This past 2 years has been odd on many levels, for many people. My family, like many others, have had quite the rollercoaster. There’s been a growing business, university graduation, A Level results, key workers and relearning how to live together. There has also been bereavement, distance from many family members, and the challenges of studying and leaving university while being locked-down.
These challenges are well known to many school and university graduates, and especially those who have graduated over the past two years. Students and graduates, across many fields, have been required to finish huge academic milestones during a tumultuous and unnerving few years. And yet, so many of us still hear the question “so, what’s next?” on a regular basis.
“A good sleep”, I’m inclined to reply.
I’m writing this, in part, as a way to work through the anxieties that question poses for me. I’ve always been someone who is looking for the next certainty, next job or next passion project. And now, 6 months on from graduating with an undergraduate honours degree, it’s apparent just how much pressure there is to be constantly inspired, constantly vibrant and constantly achieving.
For so many graduates, a good sleep is what they need. And yet, we’re constantly encouraged to glorify a busy, tiring lifestyle.

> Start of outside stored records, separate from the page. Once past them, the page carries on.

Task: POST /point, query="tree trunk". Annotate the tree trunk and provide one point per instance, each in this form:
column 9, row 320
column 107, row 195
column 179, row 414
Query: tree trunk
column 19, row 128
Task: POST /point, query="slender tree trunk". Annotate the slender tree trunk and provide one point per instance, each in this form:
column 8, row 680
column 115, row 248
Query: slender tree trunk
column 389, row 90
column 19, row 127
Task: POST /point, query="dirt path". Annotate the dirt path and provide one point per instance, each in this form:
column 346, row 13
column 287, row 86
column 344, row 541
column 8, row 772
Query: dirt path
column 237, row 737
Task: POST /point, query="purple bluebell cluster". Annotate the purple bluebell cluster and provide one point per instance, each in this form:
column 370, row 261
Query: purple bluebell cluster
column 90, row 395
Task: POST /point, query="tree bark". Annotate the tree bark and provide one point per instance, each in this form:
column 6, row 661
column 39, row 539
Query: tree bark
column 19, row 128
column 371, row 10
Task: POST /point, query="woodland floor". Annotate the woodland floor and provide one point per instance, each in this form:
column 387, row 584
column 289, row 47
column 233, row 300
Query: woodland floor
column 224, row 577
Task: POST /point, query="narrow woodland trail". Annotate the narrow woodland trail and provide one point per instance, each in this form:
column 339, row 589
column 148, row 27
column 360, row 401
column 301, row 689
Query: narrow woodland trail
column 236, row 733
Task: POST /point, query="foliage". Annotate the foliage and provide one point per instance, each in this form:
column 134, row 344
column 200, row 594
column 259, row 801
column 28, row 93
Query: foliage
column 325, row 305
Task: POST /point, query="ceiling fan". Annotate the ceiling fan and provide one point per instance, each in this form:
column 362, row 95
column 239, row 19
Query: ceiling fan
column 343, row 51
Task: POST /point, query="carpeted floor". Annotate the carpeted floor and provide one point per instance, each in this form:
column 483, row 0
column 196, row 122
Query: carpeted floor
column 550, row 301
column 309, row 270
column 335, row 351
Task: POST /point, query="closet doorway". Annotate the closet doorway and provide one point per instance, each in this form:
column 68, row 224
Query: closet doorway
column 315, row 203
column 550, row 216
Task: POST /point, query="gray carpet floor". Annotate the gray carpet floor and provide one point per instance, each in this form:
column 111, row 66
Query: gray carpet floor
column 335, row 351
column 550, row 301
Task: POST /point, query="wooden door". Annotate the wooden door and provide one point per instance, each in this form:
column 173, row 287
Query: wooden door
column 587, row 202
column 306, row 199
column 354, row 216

The glorification of busy is present everywhere. Aside from the same-24-hours-in-a-day controversy rife on the internet at the moment, Kim, Wadwha and Chattopadhyay perfectly demonstrate this point in their article on busy lifestyles in advertising. They show that most popular brands, including Apple and Dunkin’ Donuts, portray and glorify busy lives. Apple’s Siri advert, for example, shows a manically busy day in Martin Scorsese’s life. We see these influential companies correlating success and busyness all the time. We are constantly infiltrated with “so, what’s next?”, in our conversations, expectations and adverts.
So, how do we even begin to navigate this re-entry into busy lifestyle, when the past 2 years have been spent in survival mode?
I have found that the answer lies in prioritising the things that bring me joy, instead of only the things that keep me busy… (Stick with me here).
For example, learning Korean has been part of my answer to the “so, what’s next?” of this year. It’s difficult, it requires concentration, and it naturally forces me to live in the present. What vocab am I learning today? What am I watching in order to hear Korean in a natural setting? When is my next Korean class? Learning a new language has, in a way, liberated me from stress, because it both provides a focus for the present and a promise for the future. More so, Korean is not a box-ticking, achievement exercise for me. I’m not learning it to impress anyone. I’m learning it because it gives me joy, and I chose to do it for myself.
Whatever I do next, I will find quiet time to choose the things I enjoy.
So, what’s next? Aside from a good sleep, I’ll steadily, quietly ask myself to enjoy the present moment. I’ll begin acknowledging where I’m glorifying tired, and not glorifying balance. I’ll forgive myself for falling short of these goals many times (as I’m sure I will!)
Most of all, I’ll keep learning Korean.